Однако вскоре, отпочковавшись от пространства иконы, пространство произвола начинает жить собственной жизнью. Оно еще ни в коем случае не делается автономным и остается полностью зависимым от пространства иконы, но в нем про­биваются первые ростки «произвольности». Именно эти тен­денции приводят к появлению непараллельного, а затем и сво­бодного органума. Образцы непараллельного органума содер­жатся уже в трактате Псевдо-Хукбальда, где возможность отклонения от параллельного движения обосновывается чис­то теоретически. Ю.Евдокимова выделяет следующие отличи­тельные черты раннего непараллельного органума: 1) непарал­лельное движение возникает преимущественно в начале и в конце построения. В целом преобладает параллельное движе­ние; 2) одной из основных форм непараллельного движения является косвенное движение, хотя в некоторых случаях до­пускается и противоположное движение; 3) помимо совер­шенных консонансов при непараллельном движении появля­ются и другие интервалы, в том числе и диссонирующие. Эти нормы голосоведения сохраняются практически на протяже­нии всего X в. Постепенное вытеснение косвенного движе­ния движением противоположным приводит в середине XI в. к возникновению свободного органума. Именно в свободном органуме принцип композиции впервые реально заявил о себе. Если раньше речь шла всего лишь о предпосылках воз­никновения принципа композиции, то теперь можно говорить о его практическом возникновении.
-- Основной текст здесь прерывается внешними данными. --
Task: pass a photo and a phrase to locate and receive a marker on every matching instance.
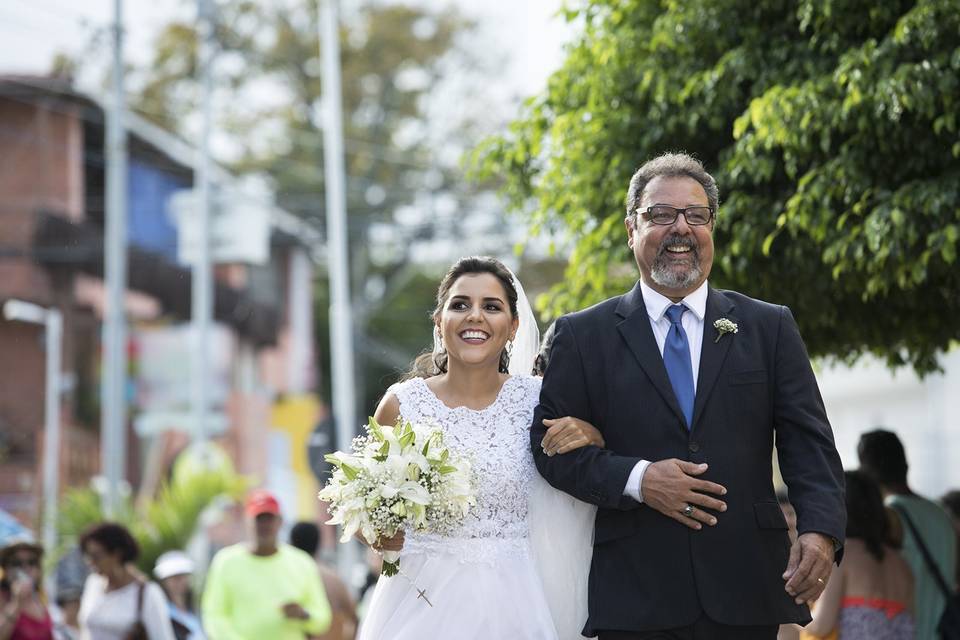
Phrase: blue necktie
(676, 358)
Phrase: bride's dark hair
(433, 363)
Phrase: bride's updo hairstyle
(433, 363)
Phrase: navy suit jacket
(755, 390)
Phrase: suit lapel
(712, 351)
(636, 332)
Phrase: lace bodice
(497, 441)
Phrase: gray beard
(673, 278)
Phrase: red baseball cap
(261, 501)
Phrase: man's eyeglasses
(665, 214)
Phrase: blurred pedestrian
(174, 571)
(882, 458)
(66, 621)
(870, 595)
(306, 537)
(117, 603)
(23, 614)
(264, 589)
(951, 500)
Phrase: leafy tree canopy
(830, 125)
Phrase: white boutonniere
(724, 326)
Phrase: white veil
(560, 525)
(526, 342)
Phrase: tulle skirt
(491, 589)
(500, 597)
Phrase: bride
(517, 568)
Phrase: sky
(525, 33)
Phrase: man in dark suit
(691, 388)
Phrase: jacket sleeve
(591, 474)
(216, 604)
(808, 456)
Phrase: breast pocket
(740, 378)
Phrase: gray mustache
(677, 239)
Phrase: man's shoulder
(231, 553)
(603, 309)
(742, 301)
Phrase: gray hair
(671, 165)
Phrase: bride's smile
(476, 321)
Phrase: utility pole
(341, 333)
(201, 310)
(113, 426)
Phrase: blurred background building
(264, 371)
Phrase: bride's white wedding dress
(486, 580)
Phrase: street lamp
(52, 320)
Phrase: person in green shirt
(263, 588)
(882, 457)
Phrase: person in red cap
(264, 588)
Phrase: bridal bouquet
(394, 477)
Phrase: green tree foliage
(268, 73)
(830, 125)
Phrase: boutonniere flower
(724, 326)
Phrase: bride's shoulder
(528, 383)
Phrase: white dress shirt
(692, 321)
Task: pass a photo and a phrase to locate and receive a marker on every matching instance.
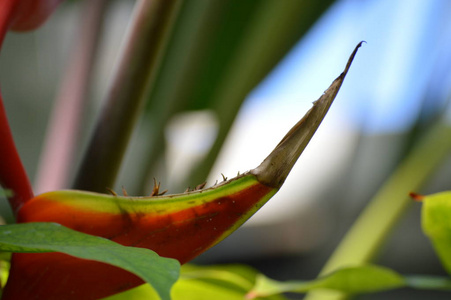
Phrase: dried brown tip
(416, 197)
(156, 189)
(275, 168)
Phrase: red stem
(12, 172)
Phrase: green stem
(374, 225)
(67, 115)
(138, 64)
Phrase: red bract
(176, 226)
(24, 15)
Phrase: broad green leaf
(228, 282)
(160, 272)
(351, 280)
(436, 223)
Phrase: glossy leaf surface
(436, 224)
(179, 226)
(38, 238)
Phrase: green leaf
(229, 282)
(160, 272)
(351, 280)
(436, 224)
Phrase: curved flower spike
(179, 226)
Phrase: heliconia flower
(179, 226)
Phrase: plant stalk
(138, 64)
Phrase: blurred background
(235, 78)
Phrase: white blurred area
(380, 100)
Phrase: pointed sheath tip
(275, 168)
(416, 197)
Если в параллельном и раннем непараллельном органуме vox organalis был строго детерминирован и однозначно привя­зан к vox principalis жесткими интервальными соотношениями, в результате чего мелодический рисунок vox organalis не зави­сел от воли исполнителя или создателя, а сам органум пред­ставлял собой не столько самостоятельный вид многоголосия, сколько многоголосный способ пропевания монодии, то в сво­бодном органуме жесткая детерминированность vox organalis несколько ослабевает, в результате чего исполнитель или со­здатель органума получает большую свободу и мелодический рисунок vox organalis в какой-то степени начинает зависеть от его воли. Наша оговорка об исполнителе или создателе приме­нительно к органуму не случайна, ибо органум не столько со­здается, сколько возникает вследствие применения особых правил. Это еще не созданная вещь в полном смысле этого слова, но уже и не просто фиксация одного из вариантов мно­гоголосного способа исполнения мелодии — это нечто среднее между тем и другим. В свободном органуме мелодический ри­сунок vox organalis начинает весьма сильно отличаться по сво­ему характеру от заданного напева, звучащего в vox principalis, однако, каким бы свободным он ни казался, это всегда будет результирующая мелодика, т. е. такая мелодика, которая воз­никает в результате контрапунктического выстраивания «ноты против ноты», когда каждому звуку vox principalis соответству­ет выстроенный на основании определенных правил звук vox organalis. В этом смысле vox organalis можно сравнить с зерка­лом, отражающим мелодию vox principalis. Если в параллельном органуме поверхность зеркала является абсолютно ровной, что позволяет отражать мелодический рисунок vox principalis без каких-либо искажений, то в непараллельном органуме поверх­ность зеркала несколько искривляется, в результате чего отра­жение мелодического рисунка начинает деформироваться. В свободном органуме степень искривленности зеркала возраста­ет еще больше, что приводит к еще большей деформации от­ражения мелодического рисунка. Но каким бы деформациям ни подвергалось отражение мелодического рисунка, оно всегда будет оставаться лишь отражением, которое не может суще­ствовать без объекта, подлежащего отражению.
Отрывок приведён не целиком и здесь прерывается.